Sunday, April 19, 2009

What is a DAWG file?

DAWG = Directed Acyclic WordGraph

First, we'll define DAWG (skip if you know already) and cover the specifics of tesseract below.

=========== this definition by Mark & Ceal Wutka, link below ============

A Directed Acyclic Word Graph, or DAWG, is a data structure that permits extremely fast word searches. The entry point into the graph represents the starting letter in the search. Each node represents a letter, and you can travel from the node to two other nodes, depending on whether you the letter matches the one you are searching for.

It's a Directed graph because you can only move in a specific direction between two nodes. In other words, you can move from A to B, but you can't move from B to A. It's Acyclic because there are no cycles. You cannot have a path from A to B to C and then back to A. The link back to A would create a cycle, and probably an endless loop in your search program.

The description is a little confusing without an example, so imagine we have a DAWG containing the words CAT, CAN, DO, and DOG. The graph woud look like this:

     C --Child--> A --Child--> N (EOW)
  |                         |
  |                       Next
Next                        |
  |                         v
  |                         T (EOW)
  v
  D--Child--> O (EOW) --Child --> G (EOW)

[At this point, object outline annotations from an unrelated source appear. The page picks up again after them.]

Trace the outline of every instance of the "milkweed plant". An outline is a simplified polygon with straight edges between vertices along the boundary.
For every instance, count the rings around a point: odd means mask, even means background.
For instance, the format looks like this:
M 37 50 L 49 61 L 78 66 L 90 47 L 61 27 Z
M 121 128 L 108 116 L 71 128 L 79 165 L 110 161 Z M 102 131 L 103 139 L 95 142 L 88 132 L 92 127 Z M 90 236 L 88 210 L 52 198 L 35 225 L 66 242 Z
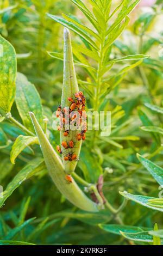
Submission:
M 162 1 L 0 8 L 0 245 L 162 245 Z

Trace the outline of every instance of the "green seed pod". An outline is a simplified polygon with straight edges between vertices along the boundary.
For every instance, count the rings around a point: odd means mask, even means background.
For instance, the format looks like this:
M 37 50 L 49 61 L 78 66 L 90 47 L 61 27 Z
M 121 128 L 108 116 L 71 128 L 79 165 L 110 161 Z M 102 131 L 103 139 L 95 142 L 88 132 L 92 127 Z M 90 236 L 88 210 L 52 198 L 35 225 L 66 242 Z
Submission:
M 71 106 L 71 103 L 68 100 L 68 97 L 74 98 L 74 94 L 79 92 L 79 87 L 73 60 L 72 46 L 71 42 L 70 34 L 68 29 L 64 29 L 64 81 L 62 86 L 62 93 L 61 98 L 61 108 Z M 80 131 L 77 130 L 68 131 L 68 135 L 64 136 L 65 130 L 60 131 L 60 142 L 62 148 L 62 160 L 65 170 L 66 173 L 71 174 L 75 170 L 78 162 L 78 159 L 81 150 L 82 141 L 78 141 L 77 136 L 80 133 Z M 63 142 L 73 141 L 74 147 L 73 149 L 65 149 L 62 146 Z M 76 155 L 76 159 L 73 161 L 65 161 L 65 157 L 68 154 Z
M 32 112 L 29 113 L 47 169 L 60 192 L 72 204 L 90 212 L 98 211 L 98 205 L 89 199 L 79 188 L 73 179 L 69 182 L 66 179 L 64 167 L 59 156 L 53 149 L 42 128 Z

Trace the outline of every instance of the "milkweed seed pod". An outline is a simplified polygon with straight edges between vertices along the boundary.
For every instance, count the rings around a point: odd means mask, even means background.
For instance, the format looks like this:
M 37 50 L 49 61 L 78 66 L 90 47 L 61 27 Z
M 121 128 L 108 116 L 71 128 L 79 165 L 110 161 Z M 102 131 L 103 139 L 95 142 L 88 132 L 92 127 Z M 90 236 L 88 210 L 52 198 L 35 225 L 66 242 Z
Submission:
M 62 92 L 61 97 L 61 108 L 69 107 L 69 115 L 71 117 L 70 120 L 73 123 L 75 123 L 74 114 L 73 111 L 78 112 L 78 106 L 77 105 L 78 99 L 76 97 L 76 94 L 79 92 L 76 75 L 74 63 L 73 60 L 72 50 L 71 42 L 71 38 L 69 31 L 67 28 L 64 29 L 64 80 L 62 86 Z M 80 96 L 79 95 L 80 97 Z M 71 115 L 72 113 L 72 115 Z M 70 125 L 70 123 L 69 123 Z M 80 131 L 76 129 L 74 130 L 70 130 L 67 131 L 66 129 L 61 129 L 60 131 L 60 144 L 61 146 L 62 154 L 62 160 L 65 172 L 70 174 L 74 171 L 79 158 L 82 141 L 78 140 L 77 134 L 80 133 Z M 66 141 L 69 144 L 69 142 L 73 142 L 74 147 L 70 147 L 67 149 L 63 146 L 63 142 Z M 72 143 L 71 143 L 71 145 Z M 69 155 L 68 155 L 69 154 Z M 65 157 L 70 154 L 72 156 L 76 156 L 76 157 Z
M 39 140 L 47 168 L 58 189 L 77 207 L 87 211 L 98 211 L 98 205 L 86 196 L 71 175 L 65 174 L 60 157 L 53 148 L 34 113 L 30 112 L 29 114 Z M 60 147 L 58 148 L 60 151 Z M 74 154 L 72 155 L 70 154 L 70 156 L 72 158 L 76 157 Z

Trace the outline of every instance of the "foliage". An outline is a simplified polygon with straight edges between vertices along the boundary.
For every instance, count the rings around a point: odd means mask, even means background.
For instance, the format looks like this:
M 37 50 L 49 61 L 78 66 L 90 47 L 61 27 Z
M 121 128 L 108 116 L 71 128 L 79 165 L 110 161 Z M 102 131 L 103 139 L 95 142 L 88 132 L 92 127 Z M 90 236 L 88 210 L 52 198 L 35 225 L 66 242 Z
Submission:
M 139 2 L 0 0 L 0 245 L 162 243 L 163 7 Z M 64 27 L 87 109 L 111 112 L 109 137 L 87 131 L 72 191 L 52 129 Z M 105 209 L 80 210 L 102 179 Z

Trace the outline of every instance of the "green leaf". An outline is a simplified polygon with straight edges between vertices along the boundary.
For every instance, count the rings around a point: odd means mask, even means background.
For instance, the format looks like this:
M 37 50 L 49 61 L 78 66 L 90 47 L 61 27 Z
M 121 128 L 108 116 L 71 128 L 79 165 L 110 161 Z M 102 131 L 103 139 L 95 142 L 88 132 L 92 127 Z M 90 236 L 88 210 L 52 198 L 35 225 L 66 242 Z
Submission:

Now, imagine that we want to see if CAT is in the DAWG. We start at the entry point (the C) in this case. Since C is also the letter we are looking for, we go to the child node of C. Now we are looking for the next letter in CAT, which is A. Again, the node we are on (A) has the letter we are looking for, so we again pick the child node which is now N. Since we are looking for T and the current node is not T, we take the Next node instead of the child. The Next node of N is T. T has the letter we want. Now, since we have processed all the letters in the word we are searching for, we need to make sure that the current node has an End-of-word flag (EOW) which it does, so CAT is stored in the graph.

One of the tricks with making a DAWG is trimming it down so that words with common endings all end at the same node. For example, suppose we want to store DOG and LOG in a DAWG. The ideal would be something like this:

   D --Child--> O --Child--> G(EOW)
|            ^
Next          |
|            |
v            |
L --Child----

In other words, the OG in DOG and LOG is defined by the same pair of nodes.

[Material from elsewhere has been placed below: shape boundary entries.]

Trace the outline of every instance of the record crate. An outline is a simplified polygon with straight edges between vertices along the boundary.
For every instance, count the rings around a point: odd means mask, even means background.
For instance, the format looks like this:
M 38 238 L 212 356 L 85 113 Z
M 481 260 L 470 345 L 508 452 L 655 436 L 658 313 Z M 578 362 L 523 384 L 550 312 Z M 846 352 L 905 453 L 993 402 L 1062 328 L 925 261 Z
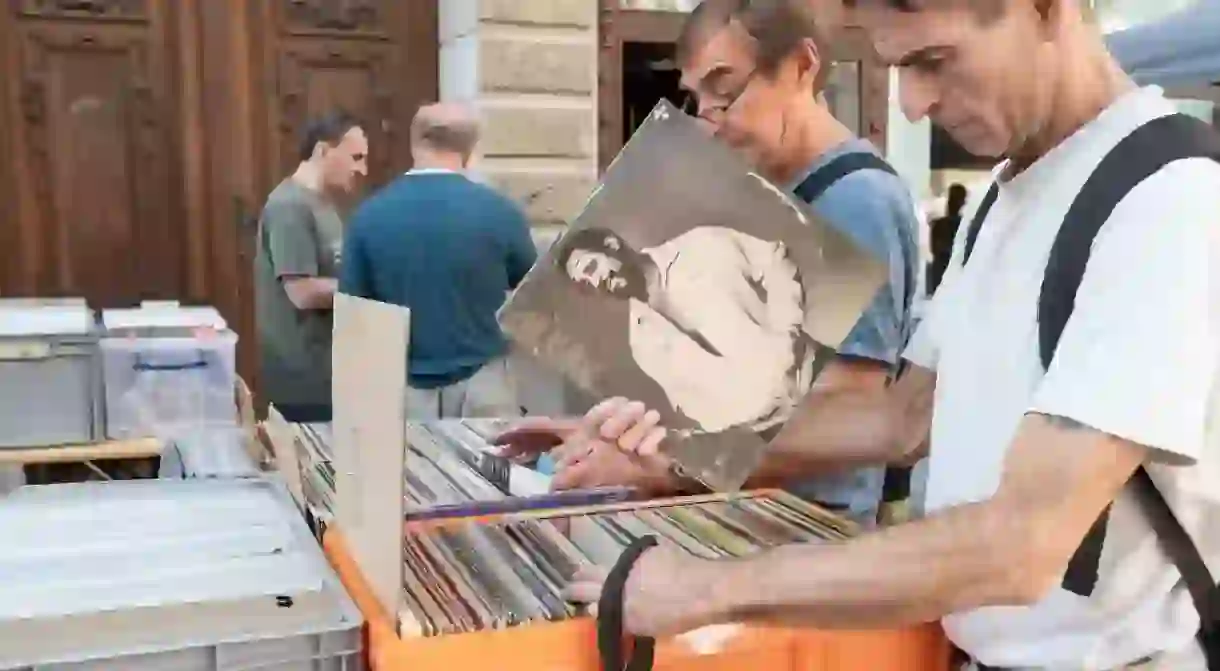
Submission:
M 478 518 L 405 525 L 405 531 L 428 531 L 459 525 L 520 520 L 554 520 L 632 510 L 692 506 L 738 498 L 783 498 L 781 492 L 753 492 L 738 497 L 684 497 L 589 506 L 580 510 L 529 511 Z M 342 529 L 329 528 L 323 548 L 340 580 L 365 615 L 368 627 L 370 667 L 375 671 L 448 671 L 466 662 L 495 659 L 505 671 L 600 671 L 595 625 L 590 617 L 561 622 L 527 623 L 497 631 L 400 637 L 398 614 L 376 597 L 362 566 L 354 559 Z M 401 595 L 396 603 L 401 603 Z M 658 642 L 659 671 L 947 671 L 949 647 L 939 626 L 894 631 L 817 631 L 775 626 L 719 625 Z
M 403 371 L 409 322 L 409 311 L 401 307 L 343 294 L 336 296 L 336 515 L 322 544 L 365 616 L 366 649 L 373 671 L 461 671 L 486 666 L 488 660 L 493 660 L 498 671 L 601 670 L 595 622 L 590 617 L 490 631 L 400 636 L 399 615 L 407 605 L 404 566 L 409 532 L 787 497 L 780 492 L 710 494 L 407 525 Z M 948 671 L 949 647 L 938 625 L 872 632 L 721 625 L 659 640 L 654 669 Z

=========== Creating a DAWG ============

[...] The idea is to first create a tree, where a leaf would represent the end of a word and there can be multiple leaves that are identical. For example, DOG and LOG would be stored like this:

  D --Child--> O --Child--> G (EOW)
|
Next
|
v
L --Child-> O --Child--> G (EOW)

Now, suppose you want to add DOGMA to the tree. You'd proceed as if you were doing a search. Once you get to G, you find it has no children, so you add a child M, and then add a child A to the M, making the graph look like:

  D --Child--> O --Child--> G (EOW) --Child--> M --Child--> A (EOW)
|
Next
|
v
L --Child-> O --Child--> G (EOW)

As you can see, by adding nodes to the tree this way, you share common beginnings, but the endings are still separated. To shrink the size of the DAWG, you need to find common endings and combine them. To do this, you start at the leaf nodes (the nodes that have no children). If two leaf nodes are identical, you combine them, moving all the references from one node to the other. For two nodes to be identical, they not only must have the same letter, but if they have Next nodes, the Next nodes must also be identical (if they have child nodes, the child nodes must also be identical).

Take the following tree of CITIES, CITY, PITIES and PITY:

 C --Child--> I --Child--> T --Child--> I --Child--> E --Child--> S (EOW)
|                                      |
|                                     Next
Next                                    |
|                                      v
|                                      Y (EOW)
P --Child--> I --Child--> T --Child--> I --Child--> E --Child--> S (EOW)
                                     |
                                    Next
                                     |
                                     v
                                     Y (EOW)

Continue reading this explanation at:

http://www.wutka.com/dawg.html

What does Tesseract use DAWG for?

Tesseract uses the Directed Acyclic Word Graphs to very compactly store and efficiently search several list(s) of words. There are four DAWGs in tesseract: (right?)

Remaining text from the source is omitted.